Sementara itu, Ketua Umum Gabungan Pengusaha Kelapa Sawit Indonesia (Gapki), Eddy Martono, membenarkan konflik antara dua negara importir utama itu bisa berdampak pada industri sawit nasional. “Belum dirasakan sekali dampaknya, tetapi kalau berlangsung lama pasti akan berdampak karena India sebagai importir terbesar kedua minyak sawit Indonesia,” kata Eddy saat dihubungi, Sabtu, 10 Mei 2025.

Menurut Eddy, ekspor tahunan CPO Indonesia ke India mencapai 5 juta ton, sedangkan ke Pakistan sebesar 3 juta ton. Jika konflik berlarut, permintaan dari kedua negara itu diperkirakan akan menurun, yang berpotensi meningkatkan stok domestik dan menekan harga jual. “Akan berpengaruh ke stok kami.
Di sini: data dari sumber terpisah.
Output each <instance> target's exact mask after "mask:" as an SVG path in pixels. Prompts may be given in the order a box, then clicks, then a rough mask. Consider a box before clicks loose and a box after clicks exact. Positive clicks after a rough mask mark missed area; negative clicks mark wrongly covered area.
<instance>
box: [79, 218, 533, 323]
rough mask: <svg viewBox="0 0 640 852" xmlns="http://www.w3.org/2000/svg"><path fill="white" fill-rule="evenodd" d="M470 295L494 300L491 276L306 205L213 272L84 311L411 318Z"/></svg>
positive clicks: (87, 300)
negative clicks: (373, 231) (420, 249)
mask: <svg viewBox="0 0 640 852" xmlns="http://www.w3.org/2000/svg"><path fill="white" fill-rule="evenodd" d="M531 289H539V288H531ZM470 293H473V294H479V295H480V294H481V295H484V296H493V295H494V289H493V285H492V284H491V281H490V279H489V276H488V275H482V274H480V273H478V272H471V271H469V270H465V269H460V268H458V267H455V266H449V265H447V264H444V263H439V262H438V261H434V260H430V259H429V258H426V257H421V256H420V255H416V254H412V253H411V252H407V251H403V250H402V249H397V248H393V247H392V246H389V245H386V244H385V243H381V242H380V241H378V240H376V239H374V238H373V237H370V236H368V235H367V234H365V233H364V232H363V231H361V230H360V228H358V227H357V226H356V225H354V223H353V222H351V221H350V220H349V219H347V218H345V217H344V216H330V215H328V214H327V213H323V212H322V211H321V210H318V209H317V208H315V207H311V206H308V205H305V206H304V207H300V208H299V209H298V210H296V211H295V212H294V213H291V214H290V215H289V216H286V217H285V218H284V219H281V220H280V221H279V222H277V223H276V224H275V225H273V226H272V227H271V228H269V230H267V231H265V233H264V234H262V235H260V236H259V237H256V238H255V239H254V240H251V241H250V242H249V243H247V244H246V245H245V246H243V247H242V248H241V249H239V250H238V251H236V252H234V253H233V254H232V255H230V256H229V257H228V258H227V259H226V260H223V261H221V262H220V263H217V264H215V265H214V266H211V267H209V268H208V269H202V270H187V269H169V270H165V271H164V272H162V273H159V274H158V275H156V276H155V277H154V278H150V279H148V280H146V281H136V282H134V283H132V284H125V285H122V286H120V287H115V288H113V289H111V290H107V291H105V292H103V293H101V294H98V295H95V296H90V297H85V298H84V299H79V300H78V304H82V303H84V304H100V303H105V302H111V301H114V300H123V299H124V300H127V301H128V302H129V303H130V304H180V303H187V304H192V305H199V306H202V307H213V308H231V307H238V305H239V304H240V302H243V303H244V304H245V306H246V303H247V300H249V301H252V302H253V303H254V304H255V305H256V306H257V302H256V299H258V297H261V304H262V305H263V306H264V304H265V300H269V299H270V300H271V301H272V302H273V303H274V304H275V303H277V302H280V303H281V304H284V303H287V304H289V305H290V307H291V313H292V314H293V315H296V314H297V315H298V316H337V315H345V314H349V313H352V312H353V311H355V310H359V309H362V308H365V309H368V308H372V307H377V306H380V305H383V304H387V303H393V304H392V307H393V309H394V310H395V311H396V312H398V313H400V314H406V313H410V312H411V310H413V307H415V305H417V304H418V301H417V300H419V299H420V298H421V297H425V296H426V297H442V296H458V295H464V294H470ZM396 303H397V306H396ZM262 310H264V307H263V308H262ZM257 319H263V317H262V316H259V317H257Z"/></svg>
Stok kita naik pasti akan menekan harga,” katanya.

Meski begitu, Eddy mencatat harga CPO saat ini masih berada di kisaran tinggi, yakni sekitar US$1.000 per ton. “Pakistan 90 persen untuk minyak sawit, untuk India 5 juta itu besar untuk ekspor, artinya kita berharap segera selesai,” ujarnya.

Ia menambahkan, dampak konflik tidak hanya dirasakan pada pasar CPO, tetapi juga bisa memicu penurunan harga produk nabati lainnya seperti minyak bunga matahari dan minyak kedelai.

Kendati demikian, Eddy tetap optimistis permintaan ekspor tidak akan merosot drastis. “Bukan berarti turun langsung 5 juta hilang, rasanya tidak seperti itu,” ujarnya.

Ia juga mencatat neraca perdagangan Indonesia dengan India dan Pakistan masih menunjukkan surplus, menandakan kedua negara masih menjadi pasar potensial. Pada 2024, neraca perdagangan Indonesia dengan India mencatat surplus sebesar US$ 14,67 miliar, sementara dengan Pakistan sebesar US$ 2,9 miliar. “Ke India positif, Pakistan juga. Jadi ini kan pasar yang bagus untuk Indonesia, artinya ini pasar yang potensial,” kata Eddy.